Human B-cell (NIAID, Flickr)

29 Nov. 2021. A discoverer of synthetic antibodies is asking Food and Drug Administration for clearance to begin a clinical trial of a Covid-19 antibody cocktail therapy. Immunome Inc. in Exton, Pennsylvania filed an investigational new drug application with FDA for its experimental three-antibody combination code-named IMM-BCP-01 to treat patients with SARS-Cov-2 infections.

Immunome discovers and develops synthetic antibody therapies to treat cancer and infectious diseases derived from blood samples donated by patients with those conditions. From the blood samples, the company focuses on B-cells, white blood cells in the immune system that produce antibodies in response to invading pathogens. Immunome pairs its captured B-cells with corresponding antigens in an hybridoma technology first designed for cancer immunotherapies, by screening the antibodies against its library of disease-related antigens. That screening process looks for antibodies from memory B cells, those providing for long-term adaptive immunity, with high affinity for their antigen targets.

The result, says Immunome, is highly targeted monoclonal antibodies designed to produce immune responses to treat cancer or infectious diseases. The company says its IMM-BCP-01 therapy for Covid-19 infections is a cocktail of three antibodies each addressing separate regions of the protein on the surface of the SARS-CoV-2 viral spikes.
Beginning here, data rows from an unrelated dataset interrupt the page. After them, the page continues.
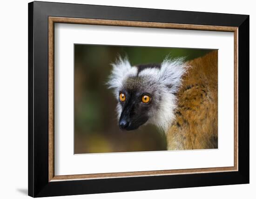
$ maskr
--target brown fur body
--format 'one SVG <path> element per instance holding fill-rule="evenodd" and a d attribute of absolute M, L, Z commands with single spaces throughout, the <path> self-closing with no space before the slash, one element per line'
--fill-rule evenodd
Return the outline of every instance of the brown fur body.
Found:
<path fill-rule="evenodd" d="M 214 51 L 188 62 L 175 119 L 166 134 L 168 150 L 217 148 L 217 55 Z"/>

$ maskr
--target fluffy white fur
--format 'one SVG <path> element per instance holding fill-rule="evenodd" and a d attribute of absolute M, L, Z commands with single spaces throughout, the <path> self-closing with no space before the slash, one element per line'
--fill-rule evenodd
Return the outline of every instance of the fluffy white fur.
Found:
<path fill-rule="evenodd" d="M 132 66 L 127 58 L 119 58 L 116 63 L 112 64 L 113 68 L 108 82 L 109 88 L 114 88 L 115 96 L 118 99 L 119 90 L 125 80 L 128 77 L 137 75 L 137 68 Z M 139 76 L 150 82 L 149 88 L 154 88 L 156 96 L 153 100 L 161 96 L 157 109 L 150 113 L 148 123 L 157 126 L 167 132 L 175 118 L 174 111 L 176 106 L 176 98 L 174 93 L 178 91 L 182 83 L 182 76 L 186 73 L 188 66 L 182 58 L 172 60 L 168 57 L 161 64 L 161 69 L 148 68 L 141 71 Z M 119 103 L 117 106 L 118 118 L 122 111 Z"/>
<path fill-rule="evenodd" d="M 107 84 L 108 88 L 114 90 L 114 94 L 118 99 L 119 91 L 122 87 L 123 81 L 128 77 L 135 76 L 138 69 L 136 67 L 132 66 L 127 57 L 123 59 L 119 57 L 115 63 L 111 64 L 113 66 L 111 74 Z"/>

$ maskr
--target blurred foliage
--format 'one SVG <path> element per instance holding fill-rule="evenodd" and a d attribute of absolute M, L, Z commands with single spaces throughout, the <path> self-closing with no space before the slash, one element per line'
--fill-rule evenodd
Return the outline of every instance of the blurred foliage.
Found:
<path fill-rule="evenodd" d="M 120 130 L 116 100 L 107 89 L 112 66 L 118 55 L 132 65 L 157 63 L 167 55 L 190 60 L 210 51 L 189 48 L 74 45 L 74 153 L 166 150 L 165 135 L 152 125 L 135 131 Z"/>

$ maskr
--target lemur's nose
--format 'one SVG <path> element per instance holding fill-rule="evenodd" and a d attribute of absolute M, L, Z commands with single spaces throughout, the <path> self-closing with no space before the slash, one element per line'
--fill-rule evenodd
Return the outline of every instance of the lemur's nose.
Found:
<path fill-rule="evenodd" d="M 130 122 L 127 121 L 125 119 L 122 119 L 119 121 L 119 127 L 122 130 L 125 130 L 129 125 Z"/>

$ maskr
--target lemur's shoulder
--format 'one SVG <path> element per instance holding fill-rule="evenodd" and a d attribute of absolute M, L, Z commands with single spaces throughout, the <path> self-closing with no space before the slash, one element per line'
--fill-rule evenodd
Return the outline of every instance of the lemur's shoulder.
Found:
<path fill-rule="evenodd" d="M 188 61 L 176 94 L 175 119 L 168 133 L 168 149 L 216 148 L 217 145 L 217 52 Z"/>

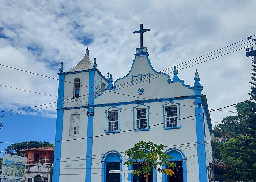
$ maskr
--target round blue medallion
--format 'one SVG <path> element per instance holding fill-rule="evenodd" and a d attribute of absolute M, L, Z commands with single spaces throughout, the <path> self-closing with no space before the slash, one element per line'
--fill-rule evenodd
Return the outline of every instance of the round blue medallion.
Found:
<path fill-rule="evenodd" d="M 144 93 L 144 89 L 143 88 L 140 88 L 138 89 L 138 94 L 143 94 Z"/>

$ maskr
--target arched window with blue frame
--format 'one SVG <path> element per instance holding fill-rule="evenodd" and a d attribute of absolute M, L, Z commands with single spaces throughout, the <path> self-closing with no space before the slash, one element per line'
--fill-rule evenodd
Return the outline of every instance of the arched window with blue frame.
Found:
<path fill-rule="evenodd" d="M 175 174 L 174 175 L 170 176 L 163 174 L 163 182 L 187 182 L 187 159 L 183 153 L 177 149 L 170 149 L 166 153 L 174 157 L 170 161 L 175 163 L 176 166 L 174 169 L 172 169 Z M 162 167 L 163 169 L 166 168 L 165 165 Z"/>
<path fill-rule="evenodd" d="M 112 170 L 122 170 L 122 155 L 115 150 L 110 150 L 103 156 L 102 163 L 102 182 L 122 182 L 122 174 L 110 173 Z"/>

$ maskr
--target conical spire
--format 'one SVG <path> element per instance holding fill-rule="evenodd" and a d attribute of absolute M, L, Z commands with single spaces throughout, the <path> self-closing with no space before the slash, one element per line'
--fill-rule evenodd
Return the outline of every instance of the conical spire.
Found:
<path fill-rule="evenodd" d="M 89 50 L 88 47 L 86 47 L 86 50 L 85 51 L 85 55 L 89 56 Z"/>
<path fill-rule="evenodd" d="M 94 68 L 94 67 L 93 66 L 93 63 L 89 57 L 89 50 L 88 50 L 88 48 L 87 47 L 85 51 L 85 55 L 84 55 L 84 56 L 80 62 L 70 70 L 66 71 L 66 72 L 79 71 L 93 69 Z"/>
<path fill-rule="evenodd" d="M 200 78 L 199 77 L 197 69 L 196 70 L 196 73 L 195 74 L 194 80 L 195 80 L 195 83 L 194 83 L 194 86 L 201 86 L 201 84 L 199 82 L 199 81 L 200 81 Z"/>
<path fill-rule="evenodd" d="M 96 63 L 96 57 L 94 57 L 94 61 L 93 62 L 93 67 L 96 68 L 97 67 L 97 64 Z"/>

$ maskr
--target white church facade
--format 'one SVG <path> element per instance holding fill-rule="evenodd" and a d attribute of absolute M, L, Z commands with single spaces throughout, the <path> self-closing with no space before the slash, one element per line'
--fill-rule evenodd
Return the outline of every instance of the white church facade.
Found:
<path fill-rule="evenodd" d="M 124 152 L 139 141 L 166 146 L 177 164 L 172 177 L 153 169 L 149 182 L 212 179 L 212 129 L 197 70 L 191 87 L 176 67 L 172 79 L 155 71 L 146 47 L 135 55 L 130 71 L 114 83 L 88 48 L 72 68 L 63 72 L 61 63 L 53 182 L 145 181 L 144 175 L 109 172 L 140 167 L 123 165 L 130 159 Z"/>

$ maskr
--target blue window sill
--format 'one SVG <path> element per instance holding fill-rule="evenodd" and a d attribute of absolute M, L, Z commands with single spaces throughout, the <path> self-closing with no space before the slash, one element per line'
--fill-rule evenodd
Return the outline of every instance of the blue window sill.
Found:
<path fill-rule="evenodd" d="M 134 130 L 134 131 L 148 131 L 150 128 L 148 127 L 147 128 L 143 128 L 143 129 L 136 129 Z"/>
<path fill-rule="evenodd" d="M 120 133 L 121 132 L 121 130 L 117 131 L 105 131 L 106 133 Z"/>
<path fill-rule="evenodd" d="M 165 130 L 170 130 L 172 129 L 178 129 L 181 127 L 181 125 L 180 126 L 176 126 L 175 127 L 163 127 Z"/>

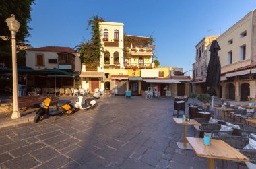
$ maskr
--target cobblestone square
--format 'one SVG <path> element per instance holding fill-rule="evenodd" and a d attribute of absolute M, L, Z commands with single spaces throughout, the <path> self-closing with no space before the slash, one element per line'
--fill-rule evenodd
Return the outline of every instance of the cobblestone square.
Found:
<path fill-rule="evenodd" d="M 97 101 L 96 108 L 71 116 L 0 129 L 0 168 L 207 168 L 206 159 L 177 147 L 183 127 L 172 120 L 172 98 Z M 193 127 L 187 129 L 193 137 Z M 222 160 L 216 163 L 222 168 Z"/>

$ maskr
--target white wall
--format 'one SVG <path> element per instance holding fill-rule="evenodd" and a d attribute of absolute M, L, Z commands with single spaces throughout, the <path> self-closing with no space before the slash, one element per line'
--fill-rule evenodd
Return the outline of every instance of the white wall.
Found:
<path fill-rule="evenodd" d="M 44 66 L 36 66 L 36 54 L 44 55 Z M 75 55 L 75 71 L 79 71 L 81 70 L 81 61 L 77 53 L 73 53 Z M 57 59 L 57 63 L 49 63 L 48 59 Z M 38 52 L 26 50 L 26 65 L 30 67 L 35 70 L 40 70 L 44 69 L 59 69 L 58 67 L 58 54 L 55 52 Z"/>

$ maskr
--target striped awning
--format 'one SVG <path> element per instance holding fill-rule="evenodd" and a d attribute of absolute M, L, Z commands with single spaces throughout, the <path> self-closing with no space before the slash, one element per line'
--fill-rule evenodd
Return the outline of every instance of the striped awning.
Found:
<path fill-rule="evenodd" d="M 129 81 L 142 81 L 141 77 L 129 77 Z"/>
<path fill-rule="evenodd" d="M 181 82 L 174 79 L 143 79 L 143 81 L 144 81 L 146 83 L 181 83 Z"/>
<path fill-rule="evenodd" d="M 103 78 L 103 72 L 98 71 L 86 71 L 82 72 L 80 74 L 80 77 L 87 77 L 87 78 Z"/>

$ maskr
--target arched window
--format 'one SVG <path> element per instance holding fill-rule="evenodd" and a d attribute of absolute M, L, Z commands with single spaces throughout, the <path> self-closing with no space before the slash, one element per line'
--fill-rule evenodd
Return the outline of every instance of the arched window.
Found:
<path fill-rule="evenodd" d="M 139 65 L 144 65 L 144 58 L 139 57 Z"/>
<path fill-rule="evenodd" d="M 104 30 L 104 38 L 103 40 L 108 41 L 108 30 L 107 29 Z"/>
<path fill-rule="evenodd" d="M 119 32 L 118 30 L 114 30 L 114 41 L 119 41 Z"/>
<path fill-rule="evenodd" d="M 110 61 L 110 53 L 108 51 L 104 52 L 104 64 L 109 64 Z"/>
<path fill-rule="evenodd" d="M 115 65 L 119 65 L 119 53 L 115 52 L 114 53 L 114 63 Z"/>

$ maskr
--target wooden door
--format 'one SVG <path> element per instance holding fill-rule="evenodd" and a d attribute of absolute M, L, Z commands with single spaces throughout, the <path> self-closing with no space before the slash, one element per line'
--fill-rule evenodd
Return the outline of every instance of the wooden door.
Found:
<path fill-rule="evenodd" d="M 185 83 L 177 83 L 177 95 L 185 95 Z"/>
<path fill-rule="evenodd" d="M 92 78 L 91 79 L 91 92 L 94 92 L 94 89 L 99 88 L 99 80 L 98 78 Z"/>

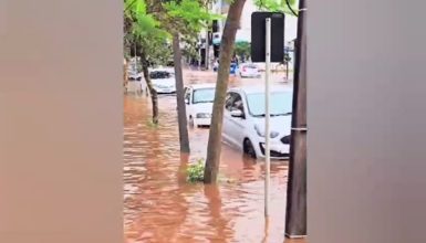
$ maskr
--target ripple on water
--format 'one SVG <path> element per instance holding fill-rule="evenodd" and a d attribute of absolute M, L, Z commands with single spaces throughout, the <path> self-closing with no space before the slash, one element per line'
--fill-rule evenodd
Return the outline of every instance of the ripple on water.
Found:
<path fill-rule="evenodd" d="M 159 97 L 153 128 L 149 99 L 124 98 L 124 224 L 127 242 L 262 242 L 263 166 L 222 148 L 218 186 L 185 182 L 186 166 L 206 155 L 208 129 L 190 129 L 191 156 L 181 159 L 174 96 Z M 271 167 L 269 241 L 283 242 L 288 165 Z M 271 233 L 273 232 L 273 233 Z"/>

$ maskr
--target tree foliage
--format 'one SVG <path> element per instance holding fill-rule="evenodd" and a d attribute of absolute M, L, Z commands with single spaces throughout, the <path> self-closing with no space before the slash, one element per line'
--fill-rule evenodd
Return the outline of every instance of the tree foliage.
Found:
<path fill-rule="evenodd" d="M 283 12 L 290 15 L 294 15 L 293 11 L 298 12 L 298 0 L 254 0 L 254 4 L 262 10 Z"/>
<path fill-rule="evenodd" d="M 146 1 L 125 0 L 124 9 L 125 55 L 137 55 L 143 50 L 150 64 L 166 64 L 172 57 L 170 34 L 147 12 Z"/>

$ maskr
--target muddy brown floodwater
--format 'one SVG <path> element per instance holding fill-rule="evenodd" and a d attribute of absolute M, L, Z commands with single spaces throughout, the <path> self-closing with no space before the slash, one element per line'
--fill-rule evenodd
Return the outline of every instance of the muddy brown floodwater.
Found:
<path fill-rule="evenodd" d="M 149 99 L 124 97 L 125 242 L 284 242 L 288 162 L 271 162 L 266 223 L 263 162 L 224 146 L 221 182 L 186 182 L 186 167 L 206 156 L 208 129 L 190 129 L 191 155 L 180 155 L 176 97 L 162 96 L 159 109 L 160 124 L 154 128 Z"/>

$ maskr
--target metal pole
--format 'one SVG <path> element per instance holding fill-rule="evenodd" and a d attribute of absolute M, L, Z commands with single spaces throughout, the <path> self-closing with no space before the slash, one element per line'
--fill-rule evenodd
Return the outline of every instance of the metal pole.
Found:
<path fill-rule="evenodd" d="M 287 187 L 285 236 L 306 236 L 306 9 L 299 1 L 293 78 L 293 115 Z"/>
<path fill-rule="evenodd" d="M 270 184 L 270 167 L 271 167 L 271 158 L 270 158 L 270 107 L 269 107 L 269 76 L 271 72 L 271 19 L 268 18 L 267 21 L 267 40 L 266 40 L 266 75 L 264 75 L 264 216 L 269 216 L 269 184 Z"/>

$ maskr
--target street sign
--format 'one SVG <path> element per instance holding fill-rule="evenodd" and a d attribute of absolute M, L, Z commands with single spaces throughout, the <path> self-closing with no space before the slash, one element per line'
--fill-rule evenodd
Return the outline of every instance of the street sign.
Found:
<path fill-rule="evenodd" d="M 284 14 L 280 12 L 253 12 L 251 14 L 251 61 L 266 62 L 266 20 L 271 19 L 271 62 L 284 60 Z"/>

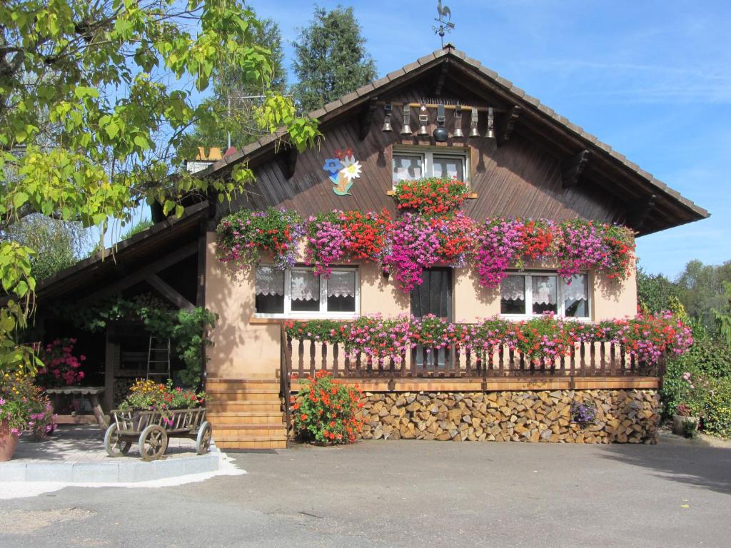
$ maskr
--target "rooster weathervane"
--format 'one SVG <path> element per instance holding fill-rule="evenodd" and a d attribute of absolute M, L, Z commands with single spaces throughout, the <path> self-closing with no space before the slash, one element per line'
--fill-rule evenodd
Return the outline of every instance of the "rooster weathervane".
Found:
<path fill-rule="evenodd" d="M 439 4 L 436 4 L 436 11 L 439 14 L 439 16 L 434 19 L 435 21 L 439 23 L 439 26 L 431 27 L 431 30 L 434 31 L 435 34 L 439 35 L 439 39 L 442 40 L 442 47 L 444 47 L 444 34 L 447 32 L 452 32 L 452 29 L 455 28 L 455 24 L 452 23 L 452 10 L 450 9 L 449 6 L 442 6 L 442 0 L 439 0 Z"/>

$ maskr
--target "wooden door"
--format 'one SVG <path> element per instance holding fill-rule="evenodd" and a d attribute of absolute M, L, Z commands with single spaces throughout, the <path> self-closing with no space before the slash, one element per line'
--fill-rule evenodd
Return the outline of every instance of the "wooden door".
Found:
<path fill-rule="evenodd" d="M 421 275 L 422 283 L 411 292 L 411 312 L 416 318 L 433 314 L 439 318 L 452 320 L 452 269 L 429 268 Z M 450 349 L 442 349 L 438 352 L 427 351 L 418 346 L 412 352 L 412 359 L 423 371 L 436 373 L 444 371 L 449 365 L 451 352 Z"/>

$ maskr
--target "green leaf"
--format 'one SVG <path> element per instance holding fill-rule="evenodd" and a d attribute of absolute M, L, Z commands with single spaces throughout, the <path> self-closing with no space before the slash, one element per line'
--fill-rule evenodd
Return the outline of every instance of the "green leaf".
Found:
<path fill-rule="evenodd" d="M 15 193 L 15 195 L 12 197 L 12 205 L 15 209 L 19 208 L 21 205 L 28 201 L 28 194 L 26 194 L 23 191 L 18 191 Z"/>

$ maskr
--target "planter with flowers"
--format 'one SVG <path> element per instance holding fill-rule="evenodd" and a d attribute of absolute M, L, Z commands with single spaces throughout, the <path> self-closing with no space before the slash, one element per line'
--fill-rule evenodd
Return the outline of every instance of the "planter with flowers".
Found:
<path fill-rule="evenodd" d="M 18 437 L 42 438 L 56 427 L 55 416 L 33 378 L 20 371 L 0 373 L 0 462 L 12 458 Z"/>
<path fill-rule="evenodd" d="M 262 252 L 270 253 L 280 270 L 294 265 L 297 243 L 304 233 L 299 215 L 273 208 L 232 213 L 221 220 L 216 232 L 221 262 L 240 261 L 247 266 L 256 264 Z"/>
<path fill-rule="evenodd" d="M 149 379 L 138 380 L 118 409 L 110 412 L 113 422 L 104 437 L 110 457 L 121 457 L 132 443 L 139 445 L 143 460 L 156 460 L 165 453 L 170 438 L 195 440 L 198 454 L 208 452 L 212 430 L 205 420 L 202 392 Z"/>
<path fill-rule="evenodd" d="M 42 348 L 43 367 L 36 374 L 36 383 L 44 388 L 72 387 L 81 383 L 84 372 L 81 366 L 86 357 L 73 354 L 75 338 L 56 339 Z"/>
<path fill-rule="evenodd" d="M 307 263 L 316 275 L 330 278 L 330 265 L 351 261 L 380 262 L 393 221 L 388 211 L 331 211 L 310 217 Z"/>
<path fill-rule="evenodd" d="M 357 385 L 335 383 L 330 373 L 317 371 L 292 397 L 295 432 L 316 444 L 354 443 L 363 427 L 361 396 Z"/>

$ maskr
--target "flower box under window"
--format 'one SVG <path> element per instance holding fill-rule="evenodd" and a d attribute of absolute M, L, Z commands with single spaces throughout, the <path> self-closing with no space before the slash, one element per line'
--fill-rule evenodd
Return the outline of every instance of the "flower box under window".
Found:
<path fill-rule="evenodd" d="M 564 280 L 556 273 L 511 273 L 500 284 L 500 313 L 533 316 L 553 313 L 567 318 L 591 317 L 588 275 Z"/>
<path fill-rule="evenodd" d="M 353 318 L 360 308 L 356 268 L 333 268 L 330 278 L 309 267 L 277 270 L 257 266 L 255 317 Z"/>

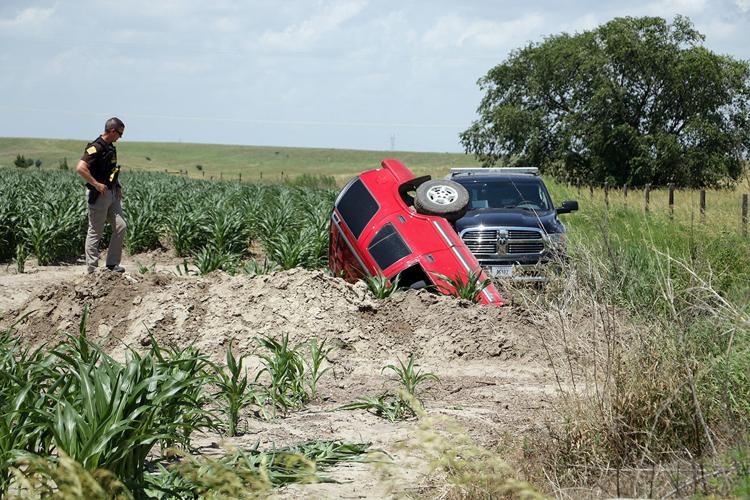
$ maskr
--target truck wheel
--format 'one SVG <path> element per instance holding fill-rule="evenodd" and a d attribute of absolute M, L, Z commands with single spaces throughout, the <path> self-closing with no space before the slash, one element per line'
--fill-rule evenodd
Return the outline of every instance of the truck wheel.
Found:
<path fill-rule="evenodd" d="M 469 192 L 466 188 L 448 179 L 423 182 L 417 187 L 414 198 L 417 213 L 437 215 L 450 221 L 463 217 L 468 204 Z"/>

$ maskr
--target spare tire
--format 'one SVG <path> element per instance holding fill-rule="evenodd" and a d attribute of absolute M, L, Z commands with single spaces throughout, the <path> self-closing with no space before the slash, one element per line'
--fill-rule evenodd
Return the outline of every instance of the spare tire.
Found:
<path fill-rule="evenodd" d="M 460 219 L 469 205 L 469 192 L 461 184 L 448 179 L 423 182 L 417 187 L 414 208 L 417 213 L 437 215 L 450 221 Z"/>

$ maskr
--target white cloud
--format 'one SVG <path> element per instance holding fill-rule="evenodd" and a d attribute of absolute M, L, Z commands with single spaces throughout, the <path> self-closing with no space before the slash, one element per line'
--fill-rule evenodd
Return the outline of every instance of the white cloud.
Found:
<path fill-rule="evenodd" d="M 703 23 L 696 23 L 698 31 L 706 35 L 707 40 L 732 39 L 737 36 L 740 27 L 736 24 L 712 19 Z"/>
<path fill-rule="evenodd" d="M 672 17 L 675 14 L 701 14 L 706 10 L 707 0 L 659 0 L 646 6 L 646 11 L 652 15 Z"/>
<path fill-rule="evenodd" d="M 528 14 L 512 21 L 475 21 L 463 17 L 442 17 L 424 34 L 422 41 L 433 49 L 476 46 L 500 49 L 509 44 L 523 43 L 544 24 L 538 14 Z"/>
<path fill-rule="evenodd" d="M 308 48 L 323 34 L 335 30 L 359 14 L 366 0 L 339 0 L 323 5 L 312 17 L 283 31 L 266 31 L 260 43 L 271 48 L 299 50 Z"/>
<path fill-rule="evenodd" d="M 57 5 L 48 9 L 29 7 L 19 12 L 16 17 L 0 19 L 0 29 L 38 29 L 52 17 L 56 9 Z"/>

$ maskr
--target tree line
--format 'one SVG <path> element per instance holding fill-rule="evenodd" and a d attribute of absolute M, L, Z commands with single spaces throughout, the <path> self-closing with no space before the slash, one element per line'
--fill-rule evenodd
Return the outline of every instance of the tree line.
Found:
<path fill-rule="evenodd" d="M 704 40 L 677 16 L 530 43 L 479 80 L 479 118 L 461 143 L 485 166 L 558 179 L 732 185 L 750 149 L 750 65 Z"/>

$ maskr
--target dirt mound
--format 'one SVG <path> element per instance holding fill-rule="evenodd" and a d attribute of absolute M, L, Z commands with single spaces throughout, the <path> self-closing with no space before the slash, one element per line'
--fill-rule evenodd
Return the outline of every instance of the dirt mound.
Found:
<path fill-rule="evenodd" d="M 16 329 L 38 344 L 75 332 L 89 304 L 89 336 L 113 354 L 145 347 L 153 335 L 167 345 L 193 344 L 222 358 L 230 340 L 238 352 L 254 337 L 288 334 L 291 342 L 326 339 L 357 358 L 393 359 L 414 353 L 443 362 L 457 358 L 537 358 L 536 327 L 521 308 L 495 308 L 426 291 L 372 298 L 364 283 L 321 271 L 293 269 L 266 276 L 179 277 L 100 273 L 50 286 L 6 314 L 0 327 L 26 314 Z"/>

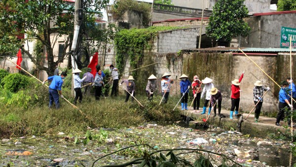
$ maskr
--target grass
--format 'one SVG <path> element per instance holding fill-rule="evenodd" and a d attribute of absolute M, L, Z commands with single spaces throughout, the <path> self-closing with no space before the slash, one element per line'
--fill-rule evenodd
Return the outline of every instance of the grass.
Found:
<path fill-rule="evenodd" d="M 43 87 L 32 86 L 25 90 L 32 97 L 27 109 L 14 105 L 3 106 L 0 112 L 0 138 L 23 135 L 56 134 L 59 132 L 75 134 L 91 128 L 123 128 L 143 125 L 146 122 L 174 121 L 180 119 L 178 110 L 173 111 L 178 98 L 170 97 L 169 103 L 158 103 L 161 96 L 151 102 L 146 97 L 138 95 L 136 98 L 145 107 L 140 107 L 130 98 L 124 103 L 125 96 L 96 101 L 94 97 L 84 97 L 81 112 L 63 99 L 60 99 L 60 109 L 48 109 L 48 90 Z M 73 102 L 71 91 L 63 90 L 65 97 Z"/>

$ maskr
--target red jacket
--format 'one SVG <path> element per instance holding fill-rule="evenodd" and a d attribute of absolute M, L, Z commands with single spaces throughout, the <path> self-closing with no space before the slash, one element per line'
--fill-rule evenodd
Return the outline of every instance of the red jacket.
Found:
<path fill-rule="evenodd" d="M 238 82 L 240 83 L 240 82 L 244 77 L 244 73 L 242 74 L 242 75 L 238 80 Z M 231 98 L 232 99 L 238 99 L 240 97 L 240 93 L 239 92 L 239 86 L 235 85 L 233 84 L 231 84 Z"/>

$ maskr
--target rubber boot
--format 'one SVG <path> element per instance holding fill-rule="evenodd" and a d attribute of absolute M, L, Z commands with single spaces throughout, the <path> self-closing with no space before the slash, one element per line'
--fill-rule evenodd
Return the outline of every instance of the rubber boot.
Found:
<path fill-rule="evenodd" d="M 237 118 L 237 114 L 238 114 L 238 111 L 234 111 L 234 114 L 235 114 L 235 118 Z"/>
<path fill-rule="evenodd" d="M 207 110 L 207 107 L 204 107 L 203 110 L 202 111 L 202 112 L 201 112 L 200 114 L 204 114 L 205 113 L 206 113 L 206 110 Z"/>
<path fill-rule="evenodd" d="M 232 118 L 232 114 L 233 114 L 233 111 L 230 111 L 230 114 L 229 114 L 229 118 L 230 118 L 231 119 L 233 119 L 233 118 Z"/>

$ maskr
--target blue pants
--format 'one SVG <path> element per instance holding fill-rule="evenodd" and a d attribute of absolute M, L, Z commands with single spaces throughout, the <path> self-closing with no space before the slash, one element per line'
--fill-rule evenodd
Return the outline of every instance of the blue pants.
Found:
<path fill-rule="evenodd" d="M 49 108 L 51 108 L 52 103 L 54 101 L 54 103 L 56 104 L 56 109 L 58 109 L 60 108 L 60 96 L 59 93 L 57 90 L 49 89 L 48 94 L 49 95 L 49 105 L 48 105 Z"/>

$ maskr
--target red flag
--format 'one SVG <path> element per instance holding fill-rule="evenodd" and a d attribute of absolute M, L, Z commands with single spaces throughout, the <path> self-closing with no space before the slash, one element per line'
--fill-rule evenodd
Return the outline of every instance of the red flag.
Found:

Immunome says the antibody targets include areas of the spike-surface protein binding to angiotensin-converting enzyme 2 or ACE2 receptors in cells, and other spike protein chemistry components.

Test against a placebo and with increasing doses

Immunome says in preclinical studies, IMM-BCP-01 reduces viral loads in lungs of hamsters, and neutralizes all variants of concern at the time, including the Delta variant. The company says its preclinical work on IMM-BCP-01 is funded by a contract from the Joint Program Executive Office for Chemical, Biological, Radiological and Nuclear Defense in the U.S. Department of Defense.

“With the continued emergence of new variants, such as Omicron,” says Purnanand Sarma, president and CEO of Immunome, in a company statement, “and resurgence in SARS-CoV-2 cases despite high vaccination rates, we believe therapeutic treatment options for Covid-19 are essential. We further believe that a carefully designed cocktail, based on direct human immune response against SARS-CoV-2, could provide a novel and powerful approach to combat this virus.”

Pending acceptance of the company’s investigation new drug application or IND, Immunome plans a clinical trial of IMM-BCP-01 with Covid-19 infected patients, testing the treatment against a placebo and with increasing doses. An investigational new drug application officially seeks permission from FDA to ship new drug candidates across state lines to clinical trial sites, in effect requesting permission for a clinical trial.